Madeleine est une vieille dame aveugle. Elle vit dans une maison au bord d'une falaise dangereuse, puisque les intempéries la grignotent petit à petit. « Il y a vingt ans, je n'avais pas trop d'une journée entière pour faire mon jardin. Aujourd'hui, c'est plié en deux minutes. » le maire ne peut pas laisser cette bâtisse s'abîmer sur la plage, emportant son occupante. Il met tout en oeuvre pour la faire partir.
Je l'ai déjà dit, écouter les critiques de bandes dessinées est dangereux pour le porte-monnaie.
Thierry Bellefroid, dont j'aime beaucoup les
chroniques, présente ce volume avec chaleur. Donc, je l'achète. Et je ne le regrette pas !
L'histoire se situe à Troumesnil, un village imaginaire de la Côte d'albâtre en Normandie. En effectuant quelques recherches, je découvrirai que l'auteur s'est en fait inspiré de Quiberville-sur-mer. La Normandie est une région chère à mon coeur. Bon début donc. Sur la première planche, divisée en trois vignettes, j'ai déjà le sourire, car on découvre un clin d'oeil à Astérix. Ce n'est pas le seul. Ainsi, par exemple, l'héroïne s'appelle Madeleine
Proust. Elle a connu bien des malheurs. En effet, elle est aveugle de naissance. Son mari adoré a disparu en mer. Elle vit seule avec un chat dans une habitation vouée à disparaître.
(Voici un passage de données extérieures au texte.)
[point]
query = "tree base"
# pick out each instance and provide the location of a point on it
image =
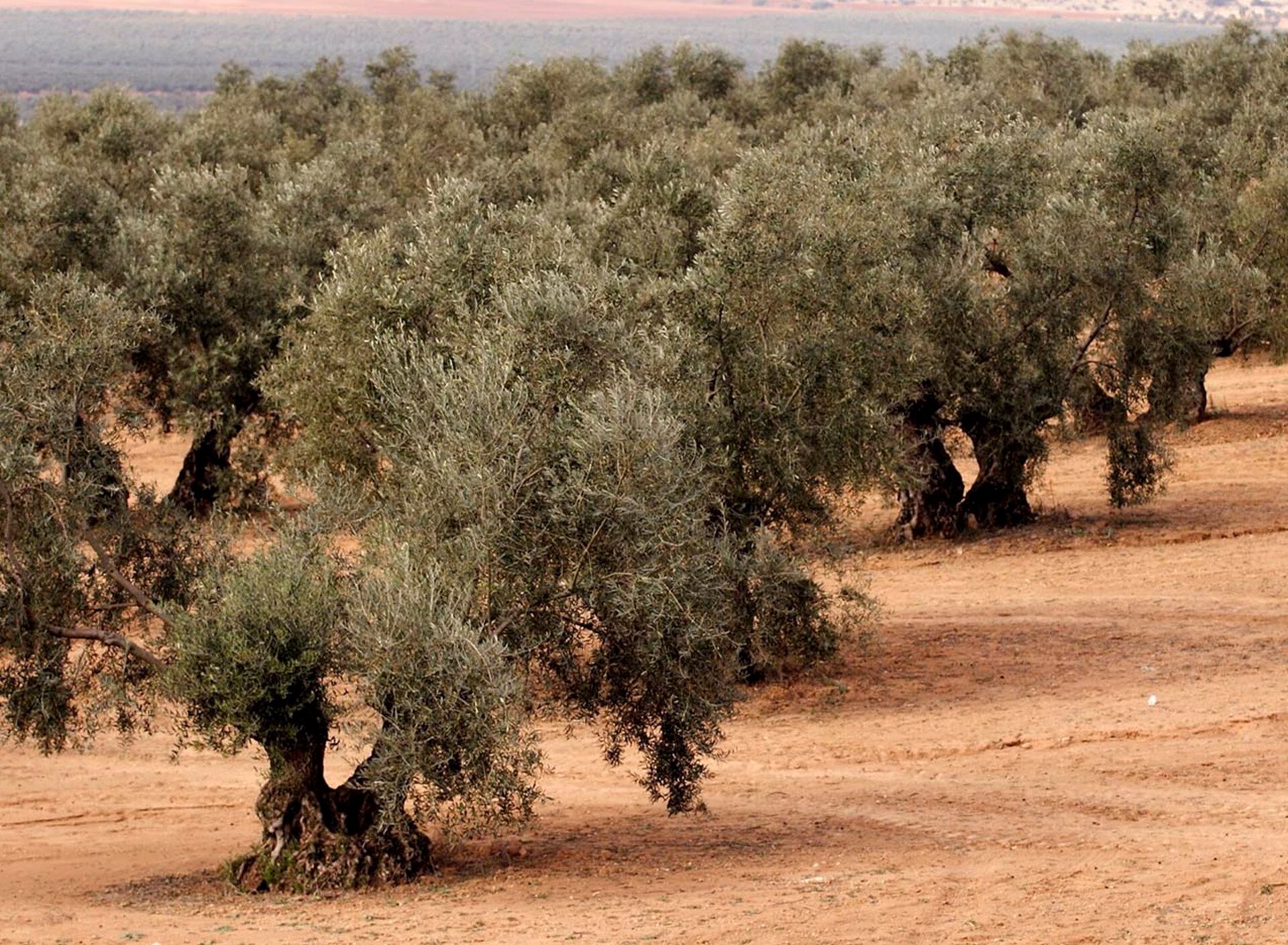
(992, 505)
(930, 508)
(303, 854)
C'est donc fort triste. Eh bien, non. Car Madeleine a un caractère bien trempé. Tous les jours, elle descend dans le centre pour faire ses courses. Elle prépare le repas pour Jules et elle et lui dresse son couvert. Mais, puisque Jules est mort, c'est Balthazar, le chat, qui mange sa portion. Sa maîtresse n'oublie pourtant pas de lui remplir sa gamelle de croquettes. L'animal est donc plus qu'obèse !
Le maire est déterminé à lui faire quitter la place. Pour son bien ? Ou pour s'éviter à lui-même reproches et ennuis ?
Madeleine ira visiter la maison de repos où on veut la reléguer. C'est à la fois émouvant et drôle. La responsable accumule gaffe sur gaffe : « rien ne vaut un bon coup d'oeil pour se faire une idée », « La salle à manger donne sur le jardin », ou « la chambre avec vue sur mer ».
Tout le volume joue sur cette opposition. Les couleurs sont douces et pastel, les paysages enchanteurs. Mais le chant de cette mouette est un goudron de marée noire. Sur la plage, un bunker est tombé tout droit. A peine arrosé, le massif de roses fait le plongeon.
Il y a des planches entières en noir et blanc, avec de terrifiantes évocations des orages. Il y a des vignettes avec cette femme éternellement seule : jeune, mûre, vieille : elle attend
le retour du pêcheur, elle reçoit le coup de fil fatal, elle dit : « j'ai visiblement la longévité d'un condamné à mort au Texas... ça fait des années que je suis dans le couloir, mais je n'arrive pas à trouver la porte. » Et, malgré tout, Madeleine a une volonté de fer. Contre vents et marées (c'est le cas de le dire), contre ceux qui ne veulent « que son bien », elle résiste. Ni contrainte, ni forcée, elle ne partira
JAMAIS.
Bonne idée : l'album se termine par un « making of ». Duhamel nous montre les photos dont il s'est inspiré, l'évolution de son travail, ses recherches de personnages, les croquis de Madeleine et de son chat. C'est une vraie réussite. Je vous le recommande chaudement. Moi, je l'ai adoré.